A-level exam questions typically give you a clear steer on the approach to adopt when answering them, such as by giving you two opposing viewpoints to compare and contrast. Cambridge questions are often much more open-ended, giving you the freedom to set your own agenda when writing a response. This will be difficult at first, but it is your chance to write a unique and personal response to the question.
However, you don't want to misread the question, or miss a really obvious dimension, so when you look at a question try and ‘unpack’ it and decide what it is really asking you.
Consider the following:
Be sure you have recognised a question’s chronological parameters
It is usually helpful to provide some context for your answer by outlining important issues of the day that may have a bearing on what you discuss. However, always keep such details concise and relevant and above all – be selective!
Are there any technical terms that need to be addressed?
Rather than listing other people’s definitions of all key terms in the question, you need to define YOUR interpretation of any contentious words or phrases. For example, ‘authoritarianism’ or ‘militarism’. You may also have to define your interpretation of concepts. In the example ‘Discuss the degree to which Bismarck may be described a a successful politician’, include in your introduction the definition of ‘successful’ that you will be using and expanding on in your essay.
Is there a historiographical debate lurking within the question?
If so, then you will be expected to throw yourself right into engagement with this disciplinary argument and show evidence of appropriate reading. Watch out for the current debates when you read. Don’t assume that the most modern piece on a subject is the best one to use in an essay, but keep an eye on the date of any publication and organise your notes from reading around a subject so that you can track how the argument has unfolded. Look out for ‘flash points’ as a guide; why are these points contentious? Who agrees or disagrees with a particular interpretation of a subject? Exploring the development of a debate in this way in your essay will show that you have been able to follow the arguments and understand the change in ‘the accepted view’.

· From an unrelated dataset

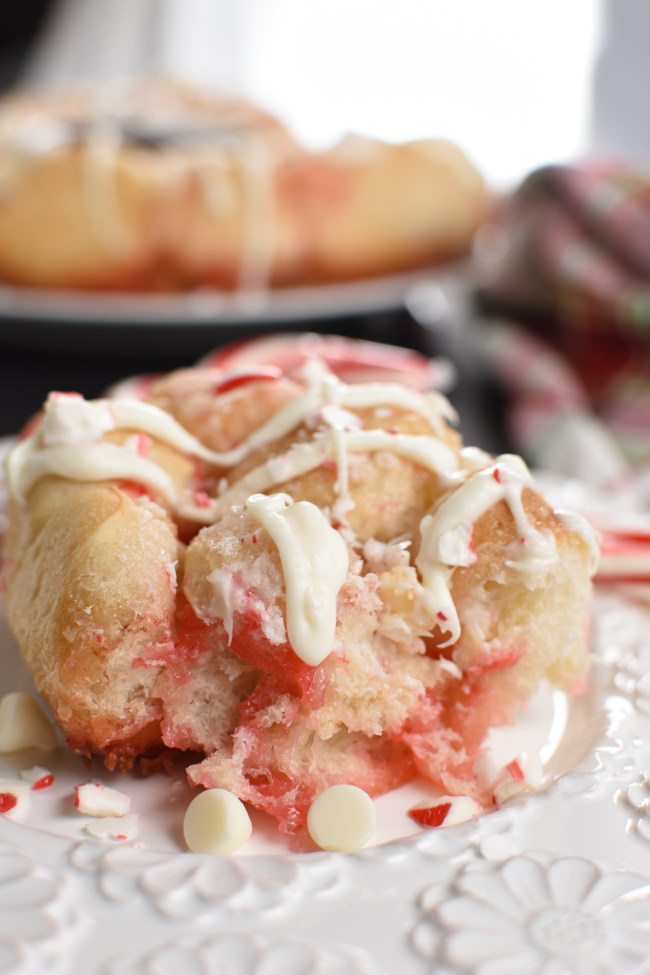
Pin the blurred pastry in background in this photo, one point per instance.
(158, 187)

Are there false assumptions or ambiguities in the title that need addressing?
If the question contains a false assumption or an ambiguous statement, then you need to say so quickly and clearly in your introduction. However, avoid picking holes in the question, just set out your intended interpretation of any grey area or state your correction of false statements as you outline how you will answer the question. See an ambiguous question as a gift, allowing you to more strongly define how you are going to answer!

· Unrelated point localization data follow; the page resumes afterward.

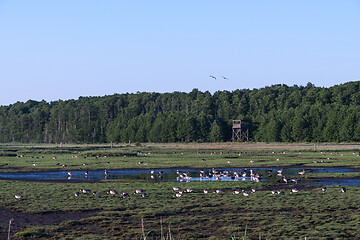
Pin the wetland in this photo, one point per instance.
(40, 175)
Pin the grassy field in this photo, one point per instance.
(309, 213)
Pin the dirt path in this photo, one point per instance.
(23, 220)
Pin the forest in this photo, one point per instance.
(277, 113)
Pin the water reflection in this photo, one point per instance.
(272, 175)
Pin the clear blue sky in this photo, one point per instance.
(65, 49)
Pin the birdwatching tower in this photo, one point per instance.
(240, 131)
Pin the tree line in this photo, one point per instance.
(277, 113)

Are you asked to ‘discuss’ a clear point of view?
Often questions set up a point of view to be tackled: ‘So and so was such and such. Discuss’. This really does mean ‘discuss’ rather than ‘agree completely’ or ‘be as neutral as possible’.

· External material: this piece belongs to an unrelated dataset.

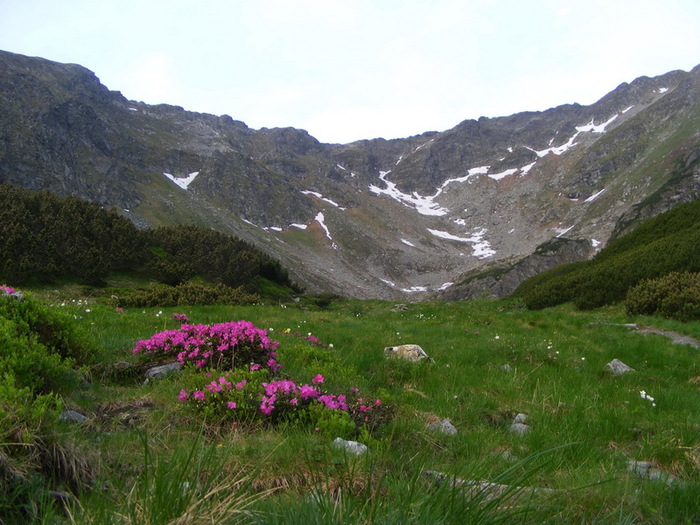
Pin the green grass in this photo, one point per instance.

Move beyond the kind of rigidly structured response that is commonly adopted at A Level. Presenting a list of all the points on which you agree followed by all the points of disagreement can weaken your argument; as does rigid agreement with the statement in the question. Your reader might interpret this as indecision on your part, or assume that you either haven’t read much or are not capable of forming an opinion.
Questions that ask you to discuss are looking for you to hold and defend a position, an opinion on a subject. Use your introduction to indicate where you are heading and then you could try to get all of the difficult contrary opinions out of the way quickly (why did people think x? In your opinion, why are they wrong?) and then move onto your own opinion (agreement or disagreement with the statement in the question) and back it up with well-informed and well-formed argument.